Individual Movement Variability Magnitudes Are Explained by Cortical Neural Variability Academic Article uri icon

abstract

  • Humans exhibit considerable motor variability even across trivial reaching movements. This variability can be separated into specific kinematic components such as extent and direction, which are thought to be governed by distinct neural processes. Here, we report that individual subjects (males and females) exhibit different magnitudes of kinematic variability, which are consistent (within individual) across movements to different targets and regardless of which arm (right or left) was used to perform the movements. Simultaneous fMRI recordings revealed that the same subjects also exhibited different magnitudes of fMRI variability across movements in a variety of motor system areas. These fMRI variability magnitudes were also consistent across movements to different targets when performed with either arm. Cortical fMRI variability in the posterior-parietal cortex of individual subjects explained their movement-extent variability. This relationship was apparent only in posterior-parietal cortex and not in other motor system areas, thereby suggesting that individuals with more variable movement preparation exhibit larger kinematic variability.
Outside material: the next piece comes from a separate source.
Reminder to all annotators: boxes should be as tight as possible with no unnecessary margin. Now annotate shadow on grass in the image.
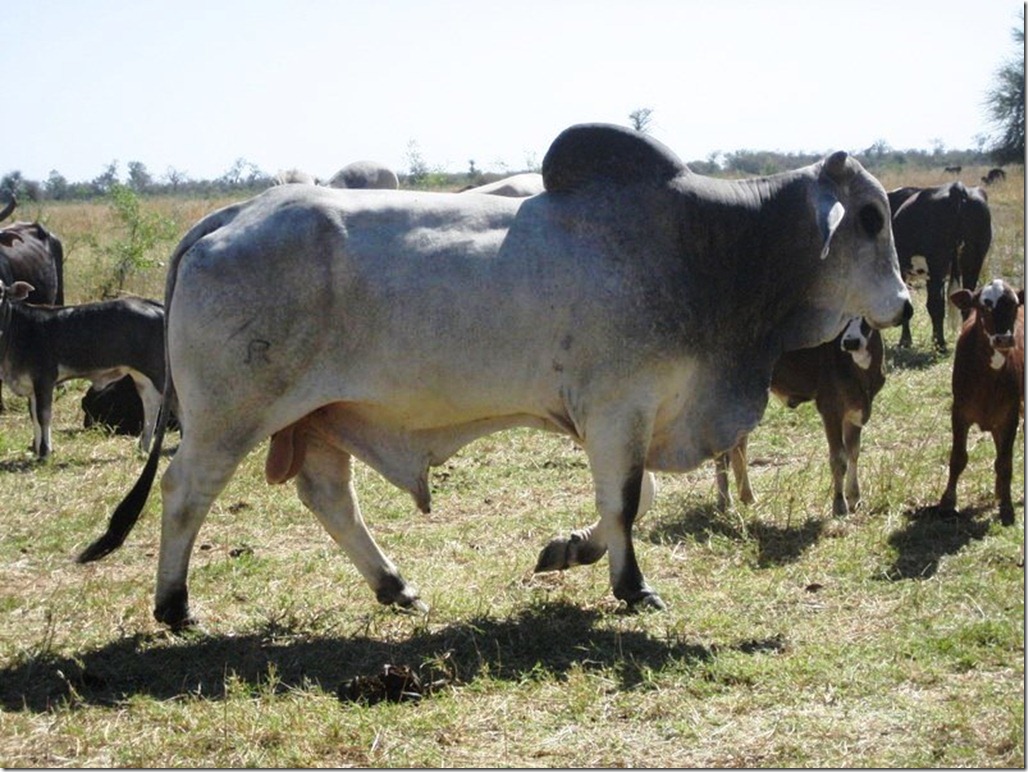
[879,505,995,582]
[0,602,783,711]
[648,504,827,568]
[885,345,948,370]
We, therefore, propose that neural and kinematic variability are reliable and interrelated individual characteristics that may predispose individual subjects to exhibit distinct motor capabilities. Significance Statement: Neural activity and movement kinematics are remarkably variable. While this intertrial variability is mostly over looked, here we demonstrate that individual human subjects exhibit distinct magnitudes of neural and kinematic variability, which are stable across movements to different targets and when performing these movements with either arm. Furthermore, when examining the relationship between cortical variability and movement variability, we find that cortical fMRI variability in the parietal cortex of individual subjects explained their movement extent variability. Hence, we were able to explain why some subjects performed more variable movements than others based on their cortical variability magnitudes.